BT is due to tender for a new auditor no later than 2019, but this process could now be accelerated in light of this week’s accounting scandal which forced the company to downgrade its outlook for the next two years.
PwC has been BT’s auditor since 1984. The company outlined in its 2016 annual report that the Big Four firm’s reappointment has not been subject to a tender in that time.
BT confirmed that the company’s audit committee has reviewed the timetable for tendering adding that a measured rotation timetable maintains stability in the independent oversight provided by the external auditors and maximises efficiency and effectiveness while the business fully implements changes regarding the integration of EE.
It added that the committee may elect to accelerate the planned appointment of new auditors if appropriate, for example for service quality or independence reasons.
The results of an independent review by KPMG, which discovered that historical accounting errors identified in BT’s Italian business would cost the business up to £530m, nearly £400m higher than an internal investigation in October estimated, could merit the acceleration of the audit tender process given the scale of the scandal.
BT said the review revealed, “the extent and complexity of inappropriate behaviour in the Italian business were far greater than previously identified and have revealed improper accounting practices and a complex set of improper sales, purchase, factoring and leasing transactions”.

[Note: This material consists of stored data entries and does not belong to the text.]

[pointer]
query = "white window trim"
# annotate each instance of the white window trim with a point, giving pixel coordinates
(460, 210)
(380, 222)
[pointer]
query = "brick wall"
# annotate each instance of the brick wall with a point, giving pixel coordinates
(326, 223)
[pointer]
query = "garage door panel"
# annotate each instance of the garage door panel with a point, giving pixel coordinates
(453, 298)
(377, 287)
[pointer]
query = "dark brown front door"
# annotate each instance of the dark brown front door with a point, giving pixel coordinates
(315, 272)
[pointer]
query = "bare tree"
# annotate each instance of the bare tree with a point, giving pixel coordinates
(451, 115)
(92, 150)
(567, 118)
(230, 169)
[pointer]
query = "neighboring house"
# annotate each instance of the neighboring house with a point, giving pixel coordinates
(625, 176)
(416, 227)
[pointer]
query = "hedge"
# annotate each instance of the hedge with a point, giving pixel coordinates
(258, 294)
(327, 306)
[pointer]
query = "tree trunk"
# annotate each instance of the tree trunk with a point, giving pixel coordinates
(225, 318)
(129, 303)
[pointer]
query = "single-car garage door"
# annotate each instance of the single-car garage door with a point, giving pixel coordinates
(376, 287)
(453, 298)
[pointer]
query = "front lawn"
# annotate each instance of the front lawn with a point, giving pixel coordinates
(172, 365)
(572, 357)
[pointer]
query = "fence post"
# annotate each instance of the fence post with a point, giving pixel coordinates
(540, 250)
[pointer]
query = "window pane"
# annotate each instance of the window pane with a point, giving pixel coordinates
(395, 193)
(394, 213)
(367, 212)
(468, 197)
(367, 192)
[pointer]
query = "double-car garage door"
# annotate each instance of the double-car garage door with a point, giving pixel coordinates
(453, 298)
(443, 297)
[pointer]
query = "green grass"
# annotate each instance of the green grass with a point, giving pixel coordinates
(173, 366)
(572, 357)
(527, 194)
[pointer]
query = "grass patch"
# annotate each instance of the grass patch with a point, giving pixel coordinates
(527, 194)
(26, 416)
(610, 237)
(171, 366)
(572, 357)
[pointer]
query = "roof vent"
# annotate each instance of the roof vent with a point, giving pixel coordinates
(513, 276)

The telecommunications provider added that the activities have resulted in the overstatement of earnings in the Italian business “over a number of years”.
BT added that KPMG is reviewing the systems and controls of the company’s Italian operations and reporting directly to the chair of the BT Group Audit & Risk Committee.
BT is also conducting a broader review of financial processes, systems and controls across the group, including an assessment of whether there are any significant deficiencies or material weaknesses.
A spokesperson for BT said the company has not made any announcement regarding PwC and the Big Four firm remains BT’s auditors.
PwC could not provide any comment.
It is unlikely that BT will end its relationship with PwC immediately as the firm’s annual report highlighted that because BT draws on expertise from other accounting firms, a rotation of external audit services would require careful planning of transition periods to ensure that all services are fully contracted throughout the rotation process.
Speaking at an investor conference this morning, BT’s chief executive Gavin Patterson said it is too early to say if BT will bring forward the audit tender process.
BT added that the group’s Remuneration Committee will consider the wider implications of the BT Italy investigation.
BT’s third quarter results released today revealed a 59% drop in earning per share and 37% drop in pre-tax profits to £526m for the three months to the end of December.
BT said its headline revenues were up 32% to £6.12bn for the third quarter due to the acquisition of mobile phone operator EE - though they were 1.5% down on an underlying basis.
The group said many parts of the business were performing well, with broadband and TV revenues growing 8%, and more broadband customers shifting to high-speed fibre connections.
Chief executive Gavin Patterson said, " The good progress we're making across most of the business has unfortunately been overshadowed by the results of our investigation into our Italian operations and our outlook."
"We've undertaken extensive investigations into our Italian business, including an independent review by KPMG, and I am deeply disappointed with the unacceptable practices by some that we've found. This has no place at BT, and it undermines the good work we're doing elsewhere in the group. We are committed to ensuring the highest standards across the whole of BT," Patterson said in the statement.
BT’s head of Continental Europe stepped down this week, following the revelations of “inappropriate behaviour”.
BT also suspended a number of senior management team in Italy who have now left the business. A new chief executive of BT Italy is due to take charge at the beginning of February with responsibility for reviewing the local management team and working with BT Group ethics and compliance to improve the governance, compliance and financial safeguards in the company’s Italian business.
The FRC is keeping a close eye on the situation and a spokesperson said the watchdog wants to gather information before deciding if there is a case to be investigated.
"We are aware of BT's statement about its review of accounting issues in its Italian business and we will consider if these matters require the FRC to investigate whether the auditors fulfilled their duties," the spokesperson said.